Premier Greg Selinger got a bird's eye view on Monday
Premier Greg Selinger got a bird's eye view on Monday

Andrea Stockton, staff writer

April 19, 2011 — Floodwaters have forced hundreds of roads in Manitoba to close. Highway 75 was shut down on Monday and the trucking industry expects to feel the pinch.

The red indicates all of the road closures. Courtesy: Government of Manitoba
The red indicates all of the road closures. Courtesy: Government of Manitoba

Travel across Manitoba is next to impossible in many areas as floodwaters submerge several roadways.

On Monday, the main road linking Winnipeg to the U.S. was shut down. Rising floodwaters near Highway 75 gave government officials no other choice but to limit access in the area. While necessary, this closure is expected to cost Manitoba's trucking industry thousands of dollars.

Daily detours and load restrictions will greatly impact the town of Morris, as the community relies on the traffic through the area. The extra travel will add to the transportation costs as well.

The region experienced a similar setback during the 2009 flood. Highway 75 was closed for 35 days and the Manitoba Trucking Association said the closure added $1.5 million a week to the cost of trucking goods between Canada and the U.S.

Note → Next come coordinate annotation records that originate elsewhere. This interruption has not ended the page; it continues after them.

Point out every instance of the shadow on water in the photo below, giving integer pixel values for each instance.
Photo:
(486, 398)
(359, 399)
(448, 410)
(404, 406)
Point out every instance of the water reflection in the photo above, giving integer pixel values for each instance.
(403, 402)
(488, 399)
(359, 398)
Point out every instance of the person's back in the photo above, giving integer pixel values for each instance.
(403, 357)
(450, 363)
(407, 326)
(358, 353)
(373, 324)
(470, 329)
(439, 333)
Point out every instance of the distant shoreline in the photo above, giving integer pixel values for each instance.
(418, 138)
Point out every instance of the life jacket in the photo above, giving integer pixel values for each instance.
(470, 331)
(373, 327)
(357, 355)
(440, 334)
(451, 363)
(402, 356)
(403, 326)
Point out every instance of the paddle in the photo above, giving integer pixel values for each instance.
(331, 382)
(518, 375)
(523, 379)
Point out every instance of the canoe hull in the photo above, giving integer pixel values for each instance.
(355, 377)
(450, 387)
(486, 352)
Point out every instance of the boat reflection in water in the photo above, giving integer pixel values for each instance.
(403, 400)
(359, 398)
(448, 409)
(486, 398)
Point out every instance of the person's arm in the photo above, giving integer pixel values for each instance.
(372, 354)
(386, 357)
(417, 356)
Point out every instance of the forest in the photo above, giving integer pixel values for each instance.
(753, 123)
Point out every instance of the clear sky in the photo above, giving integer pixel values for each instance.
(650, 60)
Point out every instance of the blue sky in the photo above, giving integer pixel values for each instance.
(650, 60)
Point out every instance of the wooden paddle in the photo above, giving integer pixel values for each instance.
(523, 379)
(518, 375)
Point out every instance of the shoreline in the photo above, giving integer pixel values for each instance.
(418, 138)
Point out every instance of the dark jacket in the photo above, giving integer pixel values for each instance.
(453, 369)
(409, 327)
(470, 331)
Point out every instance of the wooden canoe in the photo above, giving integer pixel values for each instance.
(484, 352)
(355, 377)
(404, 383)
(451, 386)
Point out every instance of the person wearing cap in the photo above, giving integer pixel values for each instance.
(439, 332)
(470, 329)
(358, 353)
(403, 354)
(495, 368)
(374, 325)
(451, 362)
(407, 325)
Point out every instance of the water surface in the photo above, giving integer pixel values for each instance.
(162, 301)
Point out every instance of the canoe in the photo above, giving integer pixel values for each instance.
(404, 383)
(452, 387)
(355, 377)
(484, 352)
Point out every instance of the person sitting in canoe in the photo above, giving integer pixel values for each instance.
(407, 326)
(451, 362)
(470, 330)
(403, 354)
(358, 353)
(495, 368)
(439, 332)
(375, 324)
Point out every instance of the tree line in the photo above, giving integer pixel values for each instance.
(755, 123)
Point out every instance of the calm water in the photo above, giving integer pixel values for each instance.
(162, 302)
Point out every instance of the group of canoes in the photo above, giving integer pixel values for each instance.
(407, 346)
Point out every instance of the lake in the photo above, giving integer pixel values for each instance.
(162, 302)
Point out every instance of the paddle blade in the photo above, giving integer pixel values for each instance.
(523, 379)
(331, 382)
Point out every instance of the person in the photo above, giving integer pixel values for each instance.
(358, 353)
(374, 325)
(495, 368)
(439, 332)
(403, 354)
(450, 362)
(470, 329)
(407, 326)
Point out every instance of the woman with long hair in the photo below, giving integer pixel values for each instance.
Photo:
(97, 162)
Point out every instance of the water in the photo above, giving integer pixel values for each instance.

Manitoba's emergency services minister Steve Ashton says he's confident something can be done to cut the number of days Highway 75 is shut down.

However, there's nothing they can do that will entirely eliminate road closures during severe floods.

There has been talk for several years regarding projects to handle the ongoing issue, including raising the bridge at Morris and diverting the Morris River.

Hundreds of roads closed across the Prairies
Hundreds of roads closed across the Prairies

The significant spring flood has forced around 700 people to leave their homes, most of which left as a precautionary measure. As of Monday, provincial officials said only six houses have actually been flooded.

So far, most flood protection systems including river diversions and dikes have done their job. Premier Greg Selinger took to the skies for a bird's eye view of the situation and says people are working around the clock to prevent any significant damage.

“We're monitoring them all the time right now and if there's any secondary dikes that are required because there is a sand seam or there's any possibility of it going over the top, there will be additional diking put in place,” assures Selinger. “15 million dollars, 70 km of dikes, it's very clearly outlined from the air. You can see there's been a lot of protection provided in the valley here.”

Authorities announced on Monday that the Red River is now free of ice, but that doesn't mean the battle with the flood season is over. Both the Red and the Assiniboine Rivers could crest sometime between April 27th and May 3rd.

Ice jams along the Assiniboine on Sunday caused water surges and breached dikes between Poplar Point and Baie St. Paul Bridge. Two families were evacuated.